Ingredients
- 3/4 cup shortening
- 1/12 cups sugar
- 2 eggs
- 1 cup mashed ripe bananas
- (about 2 medium)
- 1 tsp. vanilla extract
- 2 cups all-purpose flour
- 1 tsp. baking soda
- 1/4 tsp. salt
- 1/4 cup buttermilk
- Filling
- 1 cup butter, softened
- 2 cups marshmallow creme
- 1 1/2 cups confectioners' sugar, plus more for dusting
Preparation
Step 1
1. Preheat oven to 375 degrees. Line 18 muffin cups with paper or foil liners.
2. In a large bowl, cream shortening and sugar until light and fluffy. Add eggs, one at a time, beating well after each addition. Beat in bananas and vanilla. In another bowl, whisk flour, baking soda and salt; add to creamed mixture alternately with buttermilk, beating well after each addition.
3. Fill prepared cups two-thirds full. Bake 18-22 minutes or until a toothpick inserted in center comes out clean. Cool in pans 10 minutes before removing to wire racks to cool completely.
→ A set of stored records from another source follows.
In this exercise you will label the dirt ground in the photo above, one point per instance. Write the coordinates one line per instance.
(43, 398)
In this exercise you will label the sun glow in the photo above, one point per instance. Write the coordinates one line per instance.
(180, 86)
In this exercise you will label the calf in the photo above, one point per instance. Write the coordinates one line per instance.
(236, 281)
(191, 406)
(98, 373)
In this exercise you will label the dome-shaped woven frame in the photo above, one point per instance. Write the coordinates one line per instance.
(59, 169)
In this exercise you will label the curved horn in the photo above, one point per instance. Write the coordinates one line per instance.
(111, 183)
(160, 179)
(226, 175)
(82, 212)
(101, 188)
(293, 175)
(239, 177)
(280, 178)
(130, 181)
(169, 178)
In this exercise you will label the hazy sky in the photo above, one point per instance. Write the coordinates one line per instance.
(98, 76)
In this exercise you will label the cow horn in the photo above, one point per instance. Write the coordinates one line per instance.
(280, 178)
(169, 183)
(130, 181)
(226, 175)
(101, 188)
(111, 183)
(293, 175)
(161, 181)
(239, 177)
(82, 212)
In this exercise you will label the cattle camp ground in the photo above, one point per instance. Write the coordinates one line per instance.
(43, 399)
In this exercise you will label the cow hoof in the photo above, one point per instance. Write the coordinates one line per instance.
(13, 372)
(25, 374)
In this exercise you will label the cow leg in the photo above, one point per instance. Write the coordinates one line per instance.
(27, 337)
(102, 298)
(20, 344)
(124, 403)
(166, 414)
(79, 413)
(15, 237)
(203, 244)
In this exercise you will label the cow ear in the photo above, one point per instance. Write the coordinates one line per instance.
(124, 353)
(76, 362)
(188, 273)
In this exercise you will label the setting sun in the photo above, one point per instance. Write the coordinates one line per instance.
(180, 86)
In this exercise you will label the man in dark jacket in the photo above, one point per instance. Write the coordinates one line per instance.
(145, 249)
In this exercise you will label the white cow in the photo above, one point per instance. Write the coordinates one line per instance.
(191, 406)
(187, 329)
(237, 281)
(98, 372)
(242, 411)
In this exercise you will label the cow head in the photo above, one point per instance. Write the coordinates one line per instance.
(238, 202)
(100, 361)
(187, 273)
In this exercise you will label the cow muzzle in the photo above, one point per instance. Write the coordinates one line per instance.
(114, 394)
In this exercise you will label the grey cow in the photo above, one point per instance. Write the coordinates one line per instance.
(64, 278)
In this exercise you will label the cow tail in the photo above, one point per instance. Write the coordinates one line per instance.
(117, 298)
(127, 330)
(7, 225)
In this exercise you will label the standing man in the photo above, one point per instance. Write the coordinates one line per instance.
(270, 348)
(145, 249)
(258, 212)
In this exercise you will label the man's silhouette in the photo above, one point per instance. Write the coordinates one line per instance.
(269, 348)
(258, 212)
4. For filling, in a large bowl, beat butter, marshmallow cram and confectioners' sugar until smooth. Using a sharp knife, cut a 1-inch circle, 1 inch deep, in top of each cupcake. Carefully remove cut portion and set aside. Fill cavity with about 1 tsp. filling. Replace tops, pressing down lightly. Dollop or pipe remaining filling over tops. Dust with confectioners' sugar.